Unfortunately, nothing could be further from the truth. Passwords are an excellent method to secure everyday data. But hackers can crack a password quite easily. This is due to a few technical vulnerabilities, and also due to user ignorance.
Despite all the guidelines relating to safe passwords, users still prefer the easiest solutions. They find it inconvenient to remember a different password for every application, and decide to use the same password across various applications and devices. Users often choose a password that is easy for them to remember, which means they select existing words or simple numerical sequences. “123456” and “qwerty” are still two of the most common passwords. Hackers will crack such passwords in mere seconds. If you also use the same password over and over again, hackers have hit the jackpot, because this means access to other data sources is also granted and can be used to search for even more information. For example, when hackers gain access to your email account, they can easily request new passwords for different accounts by clicking on “forgot password”. In short, several mistakes in the way people manage their passwords make it easier for hackers to gain access.
Users tend to:
- Choose a simple password
- Use one password over and over again
- Do not change their password often enough
How do hackers discover your password?
Hackers can access your password in several different ways.

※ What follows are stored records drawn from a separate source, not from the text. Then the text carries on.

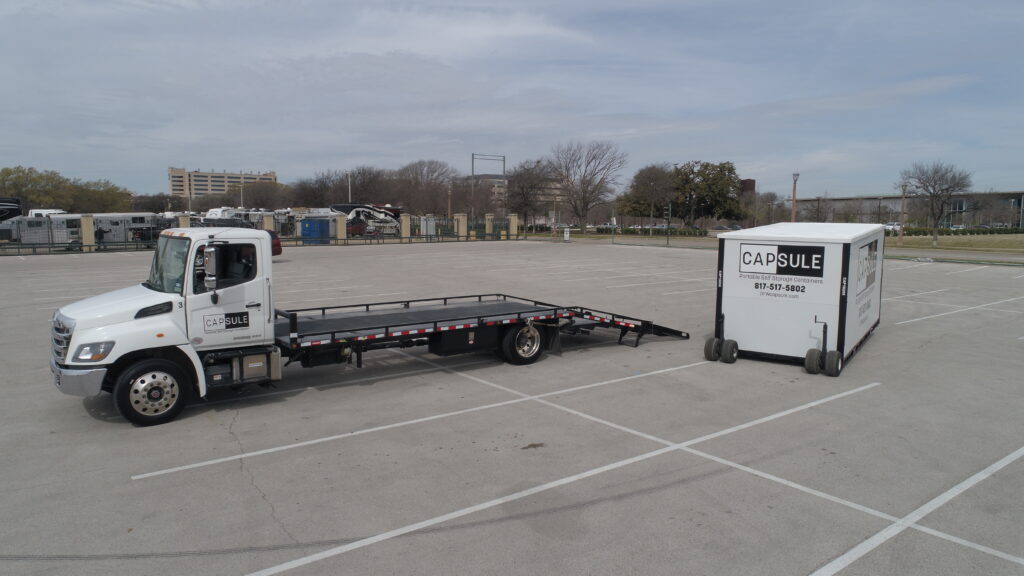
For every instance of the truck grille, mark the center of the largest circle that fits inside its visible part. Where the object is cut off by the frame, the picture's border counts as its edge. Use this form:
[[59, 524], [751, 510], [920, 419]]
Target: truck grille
[[62, 328]]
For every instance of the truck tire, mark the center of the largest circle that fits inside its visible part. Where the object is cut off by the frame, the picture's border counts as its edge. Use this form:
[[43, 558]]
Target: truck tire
[[521, 344], [730, 350], [812, 362], [834, 363], [713, 348], [152, 392]]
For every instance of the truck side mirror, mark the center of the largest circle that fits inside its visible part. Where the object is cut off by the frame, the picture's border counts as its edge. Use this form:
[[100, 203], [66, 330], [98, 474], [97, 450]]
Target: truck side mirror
[[210, 263]]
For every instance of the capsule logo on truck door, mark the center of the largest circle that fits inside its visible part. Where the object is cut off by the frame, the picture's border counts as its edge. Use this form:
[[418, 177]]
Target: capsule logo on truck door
[[782, 259], [221, 322]]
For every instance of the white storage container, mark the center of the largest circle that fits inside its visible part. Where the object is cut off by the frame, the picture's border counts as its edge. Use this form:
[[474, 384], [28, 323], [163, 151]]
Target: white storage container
[[798, 291]]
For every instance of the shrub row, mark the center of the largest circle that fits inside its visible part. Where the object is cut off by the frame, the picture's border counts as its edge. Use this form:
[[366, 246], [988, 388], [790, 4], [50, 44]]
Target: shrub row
[[949, 232]]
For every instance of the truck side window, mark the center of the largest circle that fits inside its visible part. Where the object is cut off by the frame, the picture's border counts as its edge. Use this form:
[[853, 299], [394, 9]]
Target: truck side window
[[237, 263], [199, 273]]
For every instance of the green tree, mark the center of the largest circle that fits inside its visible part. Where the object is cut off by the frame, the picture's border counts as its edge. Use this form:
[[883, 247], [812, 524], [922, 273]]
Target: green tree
[[935, 184], [707, 190]]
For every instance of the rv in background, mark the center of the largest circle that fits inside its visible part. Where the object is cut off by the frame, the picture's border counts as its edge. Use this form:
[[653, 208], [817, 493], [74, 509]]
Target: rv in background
[[66, 230], [9, 208], [40, 212]]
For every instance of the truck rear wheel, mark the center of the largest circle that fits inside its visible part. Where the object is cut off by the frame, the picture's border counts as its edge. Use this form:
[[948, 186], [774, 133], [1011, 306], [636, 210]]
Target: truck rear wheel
[[812, 362], [521, 344], [730, 350], [834, 363], [713, 348], [151, 392]]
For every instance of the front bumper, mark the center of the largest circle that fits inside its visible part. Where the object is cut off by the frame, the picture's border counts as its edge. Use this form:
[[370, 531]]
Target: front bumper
[[78, 382]]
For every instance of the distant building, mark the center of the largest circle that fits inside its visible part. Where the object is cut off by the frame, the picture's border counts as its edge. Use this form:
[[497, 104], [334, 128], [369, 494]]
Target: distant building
[[995, 209], [195, 183]]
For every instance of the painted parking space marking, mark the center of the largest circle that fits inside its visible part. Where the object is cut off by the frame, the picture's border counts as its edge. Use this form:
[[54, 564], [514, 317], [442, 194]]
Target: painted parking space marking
[[896, 528], [958, 311], [910, 266], [434, 366], [331, 552], [663, 282], [966, 271], [915, 294]]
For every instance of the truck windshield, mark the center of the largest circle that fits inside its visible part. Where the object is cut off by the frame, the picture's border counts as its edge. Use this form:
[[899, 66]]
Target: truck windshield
[[168, 271]]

The following are the four most common methods:
- By guessing: Many passwords consist of easy to remember word and numerical combinations, such as: date of birth, first name, and names of children or partners in combination with a symbol or number. For example, if an employee’s name is Sebastian and the password requirement is a sequence of at least 8 characters and numbers, letters, and symbols, all too often the password will be Sebastian01!, Sebastian-01, etc. Most hackers know this. In addition to the usual suspects such as Welcome-01, they will try these passwords.
- Social engineering: Why bother guessing, if you can simply ask? By using fake emails, websites and phone calls, login information can be discovered. People are often less alert when they are online, and more inclined to provide information or download software that can help hackers access their passwords.
- Dictionary attack: With this method, an existing list of an almost infinite number of words is compared to the user password. As soon as a match is found, the password has been discovered. This happens at the speed of light, and if the password is nothing more than an existing dictionary word, it is cracked within seconds.
- Brute force: If the methods described above do not lead to the desired results, brute force is the next option. This is a fairly intense way to crack passwords and requires a great deal of time and computing power. Brute force tries every combination of letters, numbers, and symbols to discover a password. This method is normally only used for relatively short passwords with six or less characters, because longer passwords simply take too much time. But a solution has been discovered for this problem. In order to reduce the amount of time needed, Rainbow Tables are implemented. A Rainbow Table is a simple table containing many possible passwords and hashes (a limited range of values based on previous input) for the passwords. This table is used to test the security of passwords or to crack them. The method is many times faster than the brute force method in which the password hashes still need to be calculated. It is very time-consuming to set up a Rainbow Table, but the advantage is that it can be used many times over.
As far as passwords go, size does matter. The longer, the better. With every additional character a password has, the time needed to crack it becomes exponentially greater. Unfortunately, this also means the password becomes more difficult to remember, which means the password will most likely be written down somewhere. A good alternative is the password phrase, made up of many character but still easy to remember.